Recul de l’affichage en français: une anomalie

Oui, je dis clairement que c’est une anomalie. Alors que La Presse nous apprend que le français est en recul pour l’affichage commercial, les chroniqueurs nationalistes sautent sur les conclusions, oublient de mettre les choses en perspectives et montent aux barricades. Malheureusement, l’image est beaucoup plus nuancée que ce qu’on croit.

Soyons clairs, le centre-ville de Montréal s’anglicise, mais ce n’est pas parce que les immigrants et les anglophones ne parlent pas français. En fait, comme je l’ai montré en utilisant les chiffres de Statistiques Canada et de l’Office Québécois de la langue française, le français comme langue d’usage à la maison fait des progrès considérable auprès des allophones et dépasse maintenant l’anglais. En outre, la connaissance du français tant chez les anglophones que les anglophones a augmenté alors que la connaissance de l’anglais chez les allophones a stagné depuis 1991.

Pourquoi Montréal s’anglicise donc? Parce que les francophones parlent de plus en plus l’anglais dans leur relations de travail (une représentation du fait que maintenant 60% des compagnies dans le monde de la finance au Québec sont détenus par des francophones qui opérent dans des marchés internationaux ou la langue de la cour est l’anglais). 

En fait, en consultant encore des sources objectives et fiables – pas juste des données partielles et cryptiques, on peut mieux comprendre. La proportion totale de tous les travailleurs qui utilisent l’anglais a augmenté entre le recensement de 2001 et celui de 2006. Toutefois, si on décompose cette augmentation, on remarque que la proportion des travailleurs qui utilisent le plus souvent l’anglais au travail a diminué!

Si on est assez honnêtes pour aller consulter la proportion d’anglophones qui utilisent le français au travail, on remarque que celle-ci a augmenté. En 2001, 65.4 % des anglophones utilisaient le français au travail contre 67.9% en 2006. La proportion des anglophones qui utilisent le plus souventle français au travail a augmenté de 30.7% à 31.6%.

Le centre-ville s’anglicise parce que les francophones veulent bénéficier des connections que l’anglais permet. Mais les anglophones savent que leurs revenus sont négativement affectés par l’ignorance du français (les hommes anglophones unilingues ont eu la croissance la moins rapide de leurs revenus depuis 1970). C’est cela qui explique le progrès de la connaissance du français chez les anglophones et du français comme langue de travial parmi eux.

Cessez de faire des campagnes de peur sans chiffres!
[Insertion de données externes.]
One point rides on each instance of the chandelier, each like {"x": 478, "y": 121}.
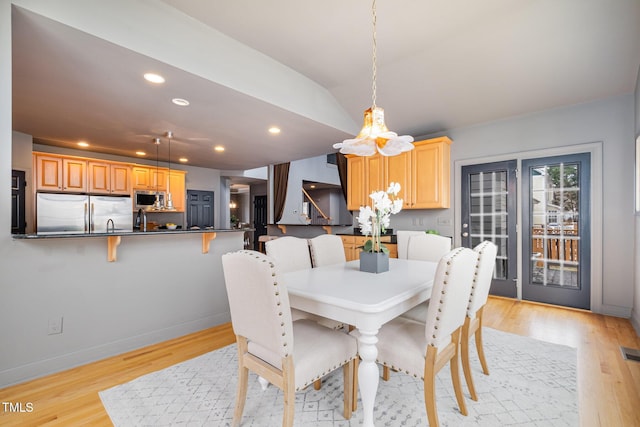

2 thoughts on “Recul de l’affichage en français: une anomalie

  1. Voyons…justement, le débat ne concernait pas les langues d’usage, mais uniquement les langues pour affichage commercial! Pourquoi déplacer le débat sur un autre sujet, sur la langue d’usage plutôt que sur la langue d’affichage, ce qui n’est aucunement remis en question… On peut très bien percevoir un problème d’affichage et le dénoncer sans remettre en cause que oui, bien que la langue maternel française soit en recul, elle augmente au nombre d’usage, ce qui est une bonne nouvelle en soit. L’article est donc à côté su sujet et qui plus est, de plus en plus de gens utilisent le français au Québec, ça serait pas le temps justement de dénoncer le recul de l’affichage en français et de prôner un meilleur affichage dans la langue officielle??